Role demands specialized LLM, agent, and ML systems experience, making cross-industry transferability low.
Explicit 10+ years and 3+ years AI/ML plus many mandatory technical requirements imply strict shortlisting.
Architect, implement, and optimize enterprise-scale AI-driven systems, including LLMs, RAG pipelines, and multi-agent architectures.
Operationalize and manage agent lifecycle ensuring reliability, security, autonomy guardrails, and compliance with Responsible AI standards.
Collaborate cross-functionally to integrate AI features into products, driving measurable business value and continuous innovation.
10+ years software development experience, including 3+ years specifically in AI/ML systems with LLMs, RAG, and agent-based architectures.
Expert proficiency in Python, C#, Angular/JavaScript; experience with AI tooling frameworks like MCP, A2A/ADK, LangChain, CrewAI, AutoGen.
Strong knowledge of cloud platforms (AWS preferred, Azure or GCP also acceptable) and cloud-native services for LLM workloads.
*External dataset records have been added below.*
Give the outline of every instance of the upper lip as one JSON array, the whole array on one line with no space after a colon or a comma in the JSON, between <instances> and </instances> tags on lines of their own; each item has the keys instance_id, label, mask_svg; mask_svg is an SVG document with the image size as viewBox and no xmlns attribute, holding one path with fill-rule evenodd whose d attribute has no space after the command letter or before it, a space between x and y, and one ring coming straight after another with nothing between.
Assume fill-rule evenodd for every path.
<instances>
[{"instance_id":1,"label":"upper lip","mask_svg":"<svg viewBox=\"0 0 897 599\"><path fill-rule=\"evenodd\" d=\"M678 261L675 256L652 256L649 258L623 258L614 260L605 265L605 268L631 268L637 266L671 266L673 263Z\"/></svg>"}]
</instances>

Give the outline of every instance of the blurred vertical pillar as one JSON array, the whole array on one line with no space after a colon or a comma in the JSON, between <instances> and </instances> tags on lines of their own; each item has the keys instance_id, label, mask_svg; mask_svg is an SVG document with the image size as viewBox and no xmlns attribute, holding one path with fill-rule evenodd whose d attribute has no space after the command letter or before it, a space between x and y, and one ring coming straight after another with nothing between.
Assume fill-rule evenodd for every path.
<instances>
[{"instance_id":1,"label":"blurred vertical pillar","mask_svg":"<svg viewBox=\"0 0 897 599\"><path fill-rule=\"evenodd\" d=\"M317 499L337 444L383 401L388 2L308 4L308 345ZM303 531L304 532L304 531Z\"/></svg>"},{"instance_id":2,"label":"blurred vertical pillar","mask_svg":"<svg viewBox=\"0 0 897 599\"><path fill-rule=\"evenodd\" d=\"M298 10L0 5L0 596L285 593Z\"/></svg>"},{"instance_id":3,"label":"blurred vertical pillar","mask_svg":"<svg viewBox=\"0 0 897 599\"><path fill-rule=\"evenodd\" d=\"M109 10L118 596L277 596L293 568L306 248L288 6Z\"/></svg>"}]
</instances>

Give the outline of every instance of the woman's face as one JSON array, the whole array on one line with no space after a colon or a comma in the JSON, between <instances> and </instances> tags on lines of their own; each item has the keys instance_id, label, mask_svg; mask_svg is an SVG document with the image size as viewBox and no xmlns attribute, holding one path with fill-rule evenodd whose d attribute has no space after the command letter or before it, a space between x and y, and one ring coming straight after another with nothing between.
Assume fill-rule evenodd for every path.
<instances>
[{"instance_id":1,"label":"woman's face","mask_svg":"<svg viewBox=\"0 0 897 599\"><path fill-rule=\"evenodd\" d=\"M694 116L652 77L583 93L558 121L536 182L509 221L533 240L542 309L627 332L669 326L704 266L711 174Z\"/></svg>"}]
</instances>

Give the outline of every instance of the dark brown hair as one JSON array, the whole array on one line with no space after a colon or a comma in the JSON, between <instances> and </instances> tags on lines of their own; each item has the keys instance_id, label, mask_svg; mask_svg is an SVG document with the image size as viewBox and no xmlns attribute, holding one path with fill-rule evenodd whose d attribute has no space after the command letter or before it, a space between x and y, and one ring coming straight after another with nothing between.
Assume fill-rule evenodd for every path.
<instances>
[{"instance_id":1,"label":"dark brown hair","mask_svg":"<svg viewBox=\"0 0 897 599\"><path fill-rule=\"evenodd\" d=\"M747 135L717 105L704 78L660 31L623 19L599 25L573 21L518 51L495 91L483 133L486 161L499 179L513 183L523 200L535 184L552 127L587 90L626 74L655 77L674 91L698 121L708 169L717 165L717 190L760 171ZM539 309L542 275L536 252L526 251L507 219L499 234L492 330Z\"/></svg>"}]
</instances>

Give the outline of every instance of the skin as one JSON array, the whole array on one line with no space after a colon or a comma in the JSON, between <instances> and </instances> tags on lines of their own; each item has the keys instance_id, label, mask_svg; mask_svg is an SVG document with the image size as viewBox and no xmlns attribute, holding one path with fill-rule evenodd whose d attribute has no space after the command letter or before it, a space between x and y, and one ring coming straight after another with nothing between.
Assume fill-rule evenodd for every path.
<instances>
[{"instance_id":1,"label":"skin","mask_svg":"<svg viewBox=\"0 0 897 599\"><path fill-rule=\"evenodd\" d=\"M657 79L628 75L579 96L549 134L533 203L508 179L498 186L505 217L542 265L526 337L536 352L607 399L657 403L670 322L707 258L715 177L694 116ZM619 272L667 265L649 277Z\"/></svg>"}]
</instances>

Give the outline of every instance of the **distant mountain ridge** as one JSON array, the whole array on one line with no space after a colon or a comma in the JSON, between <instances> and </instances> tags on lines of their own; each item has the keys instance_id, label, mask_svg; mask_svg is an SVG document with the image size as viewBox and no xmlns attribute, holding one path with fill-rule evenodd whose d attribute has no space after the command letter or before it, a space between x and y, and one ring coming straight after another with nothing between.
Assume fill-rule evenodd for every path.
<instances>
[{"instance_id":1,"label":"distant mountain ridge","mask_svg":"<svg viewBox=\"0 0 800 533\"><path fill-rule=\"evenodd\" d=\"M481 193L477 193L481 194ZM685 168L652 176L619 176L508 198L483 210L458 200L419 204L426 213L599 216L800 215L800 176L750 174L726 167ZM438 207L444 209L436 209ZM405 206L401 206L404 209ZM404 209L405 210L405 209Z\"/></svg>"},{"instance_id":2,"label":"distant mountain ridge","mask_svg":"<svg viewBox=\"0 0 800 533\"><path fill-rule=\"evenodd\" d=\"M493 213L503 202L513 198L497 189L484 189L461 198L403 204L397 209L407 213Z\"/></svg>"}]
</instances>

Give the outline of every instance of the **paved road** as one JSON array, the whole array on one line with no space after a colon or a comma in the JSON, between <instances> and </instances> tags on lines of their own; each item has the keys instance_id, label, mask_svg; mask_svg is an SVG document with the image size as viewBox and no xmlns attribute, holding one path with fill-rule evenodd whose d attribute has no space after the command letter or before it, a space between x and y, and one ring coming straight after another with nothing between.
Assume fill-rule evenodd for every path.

Familiarity with event-driven architectures, distributed systems, message brokers (Kafka, RabbitMQ, Solace PubSub+), and DevOps practices such as CI/CD, Docker, and infrastructure-as-code.
A systems-oriented AI engineer with deep understanding of distributed, event-driven architectures and cloud infrastructure tailored for AI workloads.
Experienced in deploying and maintaining enterprise-scale multi-agent systems with a strong focus on Responsible AI governance and operational security.
Able to strategize AI platform evolution by collaborating effectively across product, research, and engineering teams to translate business needs into scalable AI solutions.